Frank - Consumer staff
31 Mar 2021
Re: Legal requirement to carry spares

Hi Shayne,

If the blender from Kmart had a 12 month warranty, and you took it back with your receipt at 19 months, then Kmart might say that as the warranty has expired, Kmart won’t help. You would have to raise the Consumer Guarantees Act (CGA) with Kmart and ask for it to be assessed. Kmart cannot contract out of the CGA. Kmart could choose to repair, replace or refund the blender, assuming you haven’t caused the fault. The issue here is that it would probably be replaced, rather than repaired, adding to the landfill problem.

Kind regards,
Maggie - Consumer NZ adviser

Simonne M.
27 Mar 2021
Yes to Product Stewardship Schemes

Manufacturers, suppliers and distributors of cheap junk products need to be faced with the full costs of disposal of their products and waste products from their manufacture. This will deter them from providing cheap non-sustainable junk.
Currently they are not paying what it truly costs, with the end user and tax/rate payers picking up the tab.

Roger Cole.
27 Mar 2021
This is why we subscribe to Consumer

The article is exactly what Consumer should be doing - pointing out the down side of low priced product. To ask Consumer to "actually do some work to justify the subscriptions we are paying you" is unfair and arrogant - and suggests that the writer does not bother to read the multitude of articles ranking product and providing very useful information for members seeking to purchase such items. We have been members for over 40 years and have no complaints. If Dwayne B feels the subscription is not justified there is a very simple solution - but perhaps he cannot see it for the red mist in his eyes.

Dwayne B.
24 Mar 2021
Condescending.

Attacking Kmart for offering low-priced items to people who can't afford anything better is a cheap-shot and shows again how out-of-touch and arrogant you people really are.

Instead of going for the low-hanging fruit, why don't you actually do some work to justify the subscriptions we are paying you?

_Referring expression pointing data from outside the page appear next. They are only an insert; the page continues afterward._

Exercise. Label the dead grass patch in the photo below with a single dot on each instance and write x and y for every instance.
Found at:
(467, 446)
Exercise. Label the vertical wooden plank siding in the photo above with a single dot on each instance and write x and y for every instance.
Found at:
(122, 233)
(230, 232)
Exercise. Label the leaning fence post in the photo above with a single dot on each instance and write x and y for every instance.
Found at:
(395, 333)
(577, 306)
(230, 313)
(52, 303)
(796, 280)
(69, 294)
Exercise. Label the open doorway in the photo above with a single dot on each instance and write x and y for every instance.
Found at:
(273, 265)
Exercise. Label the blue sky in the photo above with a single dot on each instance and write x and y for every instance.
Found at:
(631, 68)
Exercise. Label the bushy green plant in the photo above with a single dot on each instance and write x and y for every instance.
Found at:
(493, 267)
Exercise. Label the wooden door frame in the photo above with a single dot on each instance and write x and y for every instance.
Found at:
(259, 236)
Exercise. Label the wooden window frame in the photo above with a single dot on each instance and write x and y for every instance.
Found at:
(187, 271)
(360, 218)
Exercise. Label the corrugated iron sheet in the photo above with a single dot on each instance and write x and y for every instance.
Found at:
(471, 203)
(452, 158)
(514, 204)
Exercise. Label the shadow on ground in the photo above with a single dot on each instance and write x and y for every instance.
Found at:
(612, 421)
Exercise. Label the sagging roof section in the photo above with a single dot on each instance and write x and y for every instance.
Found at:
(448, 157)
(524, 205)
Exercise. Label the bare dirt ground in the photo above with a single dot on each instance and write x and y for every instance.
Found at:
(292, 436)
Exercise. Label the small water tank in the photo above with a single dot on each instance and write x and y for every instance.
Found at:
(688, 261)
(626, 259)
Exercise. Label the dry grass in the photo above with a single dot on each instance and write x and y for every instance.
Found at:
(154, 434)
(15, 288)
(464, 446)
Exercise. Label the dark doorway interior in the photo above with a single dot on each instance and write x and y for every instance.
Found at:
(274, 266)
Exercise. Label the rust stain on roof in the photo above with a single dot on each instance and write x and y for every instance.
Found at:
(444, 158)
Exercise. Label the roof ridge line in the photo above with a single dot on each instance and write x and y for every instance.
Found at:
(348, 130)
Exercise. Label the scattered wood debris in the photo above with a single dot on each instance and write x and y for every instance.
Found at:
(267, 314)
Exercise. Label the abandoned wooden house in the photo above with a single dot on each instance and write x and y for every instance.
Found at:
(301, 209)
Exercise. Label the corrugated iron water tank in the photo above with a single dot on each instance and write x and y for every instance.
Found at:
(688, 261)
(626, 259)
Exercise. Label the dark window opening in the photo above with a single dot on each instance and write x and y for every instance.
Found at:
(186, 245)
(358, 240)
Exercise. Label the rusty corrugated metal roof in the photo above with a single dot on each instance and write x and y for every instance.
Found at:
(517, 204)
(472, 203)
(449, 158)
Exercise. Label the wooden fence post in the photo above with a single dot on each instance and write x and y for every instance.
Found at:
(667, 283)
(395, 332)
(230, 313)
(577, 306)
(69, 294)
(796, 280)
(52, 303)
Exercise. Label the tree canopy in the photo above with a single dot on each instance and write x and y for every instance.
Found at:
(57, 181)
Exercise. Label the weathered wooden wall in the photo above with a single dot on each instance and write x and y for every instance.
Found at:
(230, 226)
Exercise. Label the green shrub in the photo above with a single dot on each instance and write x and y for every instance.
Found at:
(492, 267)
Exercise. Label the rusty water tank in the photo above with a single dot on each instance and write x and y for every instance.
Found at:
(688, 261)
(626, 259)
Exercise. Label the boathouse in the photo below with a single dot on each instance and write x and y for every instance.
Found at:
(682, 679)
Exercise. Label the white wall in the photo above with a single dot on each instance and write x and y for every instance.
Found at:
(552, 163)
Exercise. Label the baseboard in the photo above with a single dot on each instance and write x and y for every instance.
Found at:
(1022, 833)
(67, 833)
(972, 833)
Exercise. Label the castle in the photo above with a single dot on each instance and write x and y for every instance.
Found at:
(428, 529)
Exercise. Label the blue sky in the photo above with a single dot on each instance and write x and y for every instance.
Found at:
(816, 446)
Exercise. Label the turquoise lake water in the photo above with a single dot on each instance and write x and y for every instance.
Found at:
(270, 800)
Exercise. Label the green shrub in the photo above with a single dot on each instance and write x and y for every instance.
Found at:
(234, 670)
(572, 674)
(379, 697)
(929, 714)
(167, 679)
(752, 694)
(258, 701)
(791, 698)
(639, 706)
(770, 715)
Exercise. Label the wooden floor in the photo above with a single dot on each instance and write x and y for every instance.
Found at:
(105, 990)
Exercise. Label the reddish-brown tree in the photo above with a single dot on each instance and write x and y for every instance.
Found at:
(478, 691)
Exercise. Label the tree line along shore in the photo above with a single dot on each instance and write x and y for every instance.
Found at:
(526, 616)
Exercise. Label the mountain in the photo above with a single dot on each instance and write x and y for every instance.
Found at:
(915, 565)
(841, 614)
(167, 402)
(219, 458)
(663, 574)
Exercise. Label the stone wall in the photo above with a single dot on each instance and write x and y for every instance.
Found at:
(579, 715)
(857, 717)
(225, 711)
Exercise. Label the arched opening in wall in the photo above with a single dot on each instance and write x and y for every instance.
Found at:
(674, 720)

Go after large, evil, and powerful corporations like Apple, who charge an arm and a leg and still try to avoid reasonable warranty repairs.

J S.
25 Mar 2021
Great Article And Very Thought Provoking

I completely agree that Kmart and other manufacturers should take more responsibility to have their products more repairable. As for the other commenter taking exception about this article - you entirely miss the point. This isn't about being elitist, it's about sustainability and how affordable it would be for Kmart to be more sustainable with improving the repairability of their products.

Kate W.
27 Mar 2021
Makes sense

With setting up a house recently quite a few ANKO items have been purchased- only if Consumer has recommended them- and there are many ANKO items that DO make the grade. Good to know when one is not performing so thank you for pointing that out. I definitely prefer one that will last longer. It's not just the price of the item over time- it's the time and energy to take items in for repair, replace new ones. And Dwayne B- isn't this precisely what we're paying our subscription for? Pointing out the duds and figuring out the best options. I didn't understand your stance at all. And by the way- Kmart is not low hanging fruit- they may not be the size of Apple but they are definitely a large corporation that should be taken to task if providing a substandard product.